The Bodleian Library: Libraries of Oxford are amongst the most celebrated ones in the world. Some of them are known to be from during the middle ages. The Bodleian Library group were attached to faculties, and it’s been a legal deposit over 400 years. It has a deposit of over 12 million items. Situated in Broad Street, it has a collection of books, newspapers, journals, magazines, maps, prints, drawings and manuscripts. There is a special occasion to be a reader of the library. The venue is open for various exhibitions and other events. Only the people who are affiliated to a college, department of Oxford University receive membership for Bodleian Library. Reader’s cards are not available to anybody.
Radcliffe camera: The Radcliffe Camera is a dome-shaped building of Oxford University, which was designed by James Gibbs and built in neoclassical style during 1737- 49. The word camera comes from the Latin word denoting ‘room’. It’s house to the Radcliffe library. The building was named after Radcliffe, who’s the most successful physician of England. The easiest way of accessing Radcliffe Square is from High street, besides the St. Mary Virgin church. Spending a few pounds, it’s possible to climb the tower to a platform above Radcliffe square.

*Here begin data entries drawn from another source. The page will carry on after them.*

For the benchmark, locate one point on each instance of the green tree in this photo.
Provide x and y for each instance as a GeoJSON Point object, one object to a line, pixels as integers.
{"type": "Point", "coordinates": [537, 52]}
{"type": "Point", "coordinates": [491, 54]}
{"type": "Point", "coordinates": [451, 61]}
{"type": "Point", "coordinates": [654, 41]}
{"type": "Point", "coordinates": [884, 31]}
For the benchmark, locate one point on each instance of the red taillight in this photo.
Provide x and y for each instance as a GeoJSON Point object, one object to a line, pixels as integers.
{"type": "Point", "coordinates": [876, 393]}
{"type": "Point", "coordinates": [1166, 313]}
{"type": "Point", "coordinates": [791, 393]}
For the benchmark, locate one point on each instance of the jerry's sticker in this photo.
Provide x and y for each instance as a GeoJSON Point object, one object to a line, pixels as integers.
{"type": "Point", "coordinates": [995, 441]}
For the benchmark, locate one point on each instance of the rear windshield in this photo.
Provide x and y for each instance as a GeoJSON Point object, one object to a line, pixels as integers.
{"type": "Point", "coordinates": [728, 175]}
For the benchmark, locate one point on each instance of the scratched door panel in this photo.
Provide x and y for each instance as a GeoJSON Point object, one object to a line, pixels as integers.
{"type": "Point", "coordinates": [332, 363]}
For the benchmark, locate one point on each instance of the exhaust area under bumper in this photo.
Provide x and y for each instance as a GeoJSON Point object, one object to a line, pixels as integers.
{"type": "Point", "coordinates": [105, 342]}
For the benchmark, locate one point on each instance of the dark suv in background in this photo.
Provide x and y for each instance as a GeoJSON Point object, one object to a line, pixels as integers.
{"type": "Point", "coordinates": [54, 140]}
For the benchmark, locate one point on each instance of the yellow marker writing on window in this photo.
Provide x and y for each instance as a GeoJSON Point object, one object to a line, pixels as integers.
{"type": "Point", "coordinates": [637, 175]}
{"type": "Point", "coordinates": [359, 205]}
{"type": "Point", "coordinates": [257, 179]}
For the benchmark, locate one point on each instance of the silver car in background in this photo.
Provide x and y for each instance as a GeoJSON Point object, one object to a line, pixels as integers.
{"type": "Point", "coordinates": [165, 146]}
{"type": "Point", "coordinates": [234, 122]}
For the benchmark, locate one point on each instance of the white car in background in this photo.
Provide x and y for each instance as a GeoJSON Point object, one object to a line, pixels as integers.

Bridge of sighs: the bridge is a link between the old and new quadrangles of the Hartford College. The architect of the structure was Sir Thomas Jackson. It’s supposed to have similarity with the Bridge of sighs of Venice.
Church of St Mary virgin: This is situated on the northern side of the high street. The best part of this church is that it allows a north view straight to the Radcliffe.
The ghost tour of Oxford: As I passed the city, a hoarding attracted me which read’ guided ghost tour’. Well, for some people who are adventurous enough, this can be a golden opportunity. Well, the tour costs 12£ per person and it starts at 6:30 in the evening. A guide wearing a mask will take you through the nooks and corners of the city which are believed to be haunted. The tours generally start from the gate of Trinity College in Broad Street. Well, you will be taken through the dark chapters of history that reins in the walls of the colleges. These are the stories of agony, horror, torment as well as terror.
If you are lucky you might be a shadowy figure while whizzing past (although it’s a matter of belief). Well, I feel this is just a marketing gimmick and a policy to attract tourists. But, all you see if what you believe. So, if you have an open mind and heart, you will definitely love to explore the opportunity of meeting some English ghosts.
The souvenir shop: You will come across numerous souvenir shops across Oxford. You may shop various displays that include fridge magnets and oxford accessories. You may buy glasses and mugs with printed oxford icons, as well as buy hoodies, keyrings, pens, spinner bell, mugs, and T-shirts.